[Spambayes] mining dates?

Tim Peters tim.one@comcast.net
Tue, 01 Oct 2002 00:03:17 -0400


[Tim]
>> 2. Greg Ward suggested two Date things SpamAssassin looks for:
>>
>> SPAM: *  1.6 -- Invalid Date: header (not RFC 2822)

[Neil Schemenauer]
> Tried that.  It didn't help my error rate so I mercilessly killed it.

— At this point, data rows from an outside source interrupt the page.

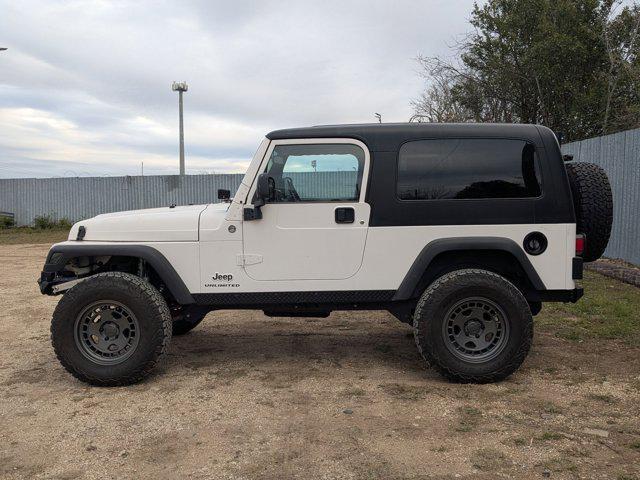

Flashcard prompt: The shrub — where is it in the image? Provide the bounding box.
[33,215,71,230]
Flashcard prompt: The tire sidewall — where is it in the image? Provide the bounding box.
[414,271,533,381]
[52,276,168,379]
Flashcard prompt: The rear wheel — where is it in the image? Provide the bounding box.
[414,269,533,383]
[51,272,171,386]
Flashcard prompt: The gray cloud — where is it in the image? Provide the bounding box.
[0,0,472,177]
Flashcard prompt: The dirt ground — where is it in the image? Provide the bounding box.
[0,245,640,480]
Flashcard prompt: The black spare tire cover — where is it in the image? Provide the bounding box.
[565,162,613,262]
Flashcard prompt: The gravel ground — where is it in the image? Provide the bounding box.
[0,245,640,479]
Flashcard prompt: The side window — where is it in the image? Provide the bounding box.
[265,143,364,203]
[397,138,541,200]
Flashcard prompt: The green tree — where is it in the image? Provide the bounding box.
[413,0,640,140]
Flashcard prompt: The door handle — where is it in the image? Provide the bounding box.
[336,207,356,223]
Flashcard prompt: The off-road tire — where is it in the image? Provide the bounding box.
[413,269,533,383]
[171,307,209,337]
[565,162,613,262]
[51,272,171,387]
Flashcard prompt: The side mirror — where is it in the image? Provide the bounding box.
[253,173,273,207]
[243,173,275,220]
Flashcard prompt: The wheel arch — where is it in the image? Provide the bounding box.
[393,237,546,301]
[40,244,194,305]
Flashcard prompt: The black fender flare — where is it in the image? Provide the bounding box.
[40,244,194,305]
[393,237,546,300]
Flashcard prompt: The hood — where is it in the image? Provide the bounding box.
[69,203,224,242]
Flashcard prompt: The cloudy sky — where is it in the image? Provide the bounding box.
[0,0,473,178]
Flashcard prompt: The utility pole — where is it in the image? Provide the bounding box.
[171,82,189,175]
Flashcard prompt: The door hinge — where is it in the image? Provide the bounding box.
[236,253,262,266]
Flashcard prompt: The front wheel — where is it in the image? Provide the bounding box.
[413,269,533,383]
[51,272,171,386]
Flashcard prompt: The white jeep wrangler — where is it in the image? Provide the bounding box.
[39,124,612,385]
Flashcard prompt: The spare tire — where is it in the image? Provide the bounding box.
[565,162,613,262]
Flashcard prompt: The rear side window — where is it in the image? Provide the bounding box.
[397,138,541,200]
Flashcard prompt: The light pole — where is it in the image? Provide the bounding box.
[171,82,189,175]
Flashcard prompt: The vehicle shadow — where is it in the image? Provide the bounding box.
[169,319,426,375]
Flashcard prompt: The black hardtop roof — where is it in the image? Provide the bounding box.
[267,123,553,150]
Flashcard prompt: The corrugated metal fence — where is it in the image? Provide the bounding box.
[0,174,242,225]
[562,129,640,265]
[0,129,640,265]
[0,171,356,225]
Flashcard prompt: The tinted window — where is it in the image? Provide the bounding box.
[397,139,541,200]
[266,144,364,203]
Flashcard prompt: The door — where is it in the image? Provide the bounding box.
[243,139,370,280]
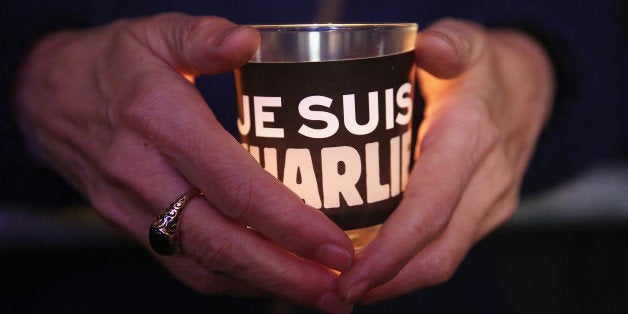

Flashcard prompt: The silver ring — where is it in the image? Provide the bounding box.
[148,188,203,256]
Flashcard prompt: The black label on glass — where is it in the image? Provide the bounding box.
[235,51,415,230]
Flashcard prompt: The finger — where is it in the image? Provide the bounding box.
[118,15,353,271]
[139,13,260,75]
[360,147,517,303]
[83,137,350,312]
[339,94,494,303]
[415,19,482,79]
[339,18,500,303]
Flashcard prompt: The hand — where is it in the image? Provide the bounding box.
[339,19,554,304]
[16,13,353,312]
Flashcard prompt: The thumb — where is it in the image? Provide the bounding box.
[415,18,486,79]
[145,13,260,75]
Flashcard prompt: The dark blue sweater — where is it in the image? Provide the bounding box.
[0,0,628,208]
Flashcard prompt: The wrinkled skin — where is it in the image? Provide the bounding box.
[16,13,553,313]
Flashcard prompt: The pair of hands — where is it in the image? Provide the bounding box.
[16,13,554,313]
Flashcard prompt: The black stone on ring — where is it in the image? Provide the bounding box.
[148,188,203,256]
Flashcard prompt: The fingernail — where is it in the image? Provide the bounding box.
[316,292,353,313]
[209,25,243,47]
[316,244,353,272]
[344,281,370,305]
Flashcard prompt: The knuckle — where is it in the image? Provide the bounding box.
[194,236,247,275]
[212,171,261,222]
[426,253,458,286]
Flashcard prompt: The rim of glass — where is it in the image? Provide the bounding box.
[248,23,419,32]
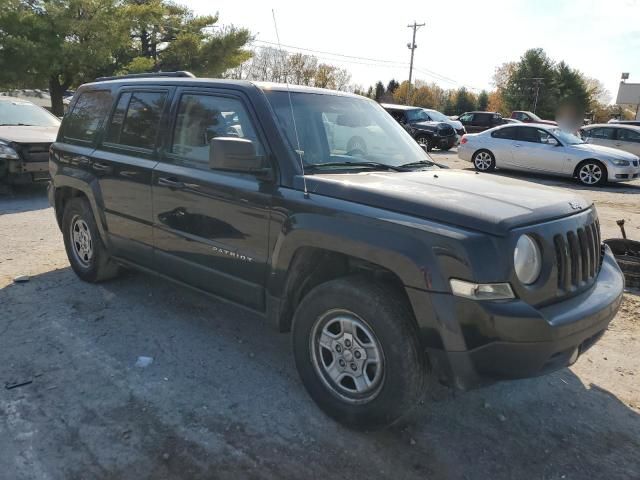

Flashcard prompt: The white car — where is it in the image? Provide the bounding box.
[458,123,640,186]
[580,123,640,155]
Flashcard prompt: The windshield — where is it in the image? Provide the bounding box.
[425,110,449,122]
[265,90,431,169]
[549,128,585,145]
[0,99,60,127]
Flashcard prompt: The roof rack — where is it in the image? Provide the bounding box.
[96,70,196,82]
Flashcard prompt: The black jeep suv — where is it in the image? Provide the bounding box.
[49,73,623,428]
[382,104,457,152]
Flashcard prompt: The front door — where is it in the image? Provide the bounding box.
[152,89,275,309]
[513,127,571,175]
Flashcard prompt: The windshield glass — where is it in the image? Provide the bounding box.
[549,128,585,145]
[425,110,449,122]
[0,99,60,127]
[265,90,431,168]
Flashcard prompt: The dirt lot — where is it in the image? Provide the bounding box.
[0,154,640,479]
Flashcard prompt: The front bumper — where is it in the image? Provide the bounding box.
[410,248,624,390]
[607,165,640,182]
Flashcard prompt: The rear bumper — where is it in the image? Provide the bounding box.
[412,248,624,390]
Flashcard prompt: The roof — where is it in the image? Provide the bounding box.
[87,76,363,98]
[380,103,422,110]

Hmm.  You generally chop off the lines revealing how large a test you're
running, but from your total error rates in the last report:

    total unique fp went from 5 to 5 tied
    mean fp % went from 0.25 to 0.25 tied

    total unique fn went from 15 to 15 tied
    mean fn % went from 0.75 to 0.75 tied

it seems a safe bet that you're predicting against 200 messages per run.  In
that case, the smallest non-zero *change* in a one-run error rate you could
possibly see is 0.5% (1 of 200 msgs), which essentially *is* your overall
error rate.  In other words, like me, you've reached the point where your
corpus can no longer support measuring improvements reliably --  even if a
solid but modest improvement were to be made, it's quite likely you couldn't
measure it.

That leaves us staring at ham & spam means & sdevs, which are still good
indicators of whether a change moves "in a good direction", but isn't as
exciting as watching error rates plummet.  Moving to a larger corpus would
help make your life more interesting again:  sign up for more mailing lists
<wink>.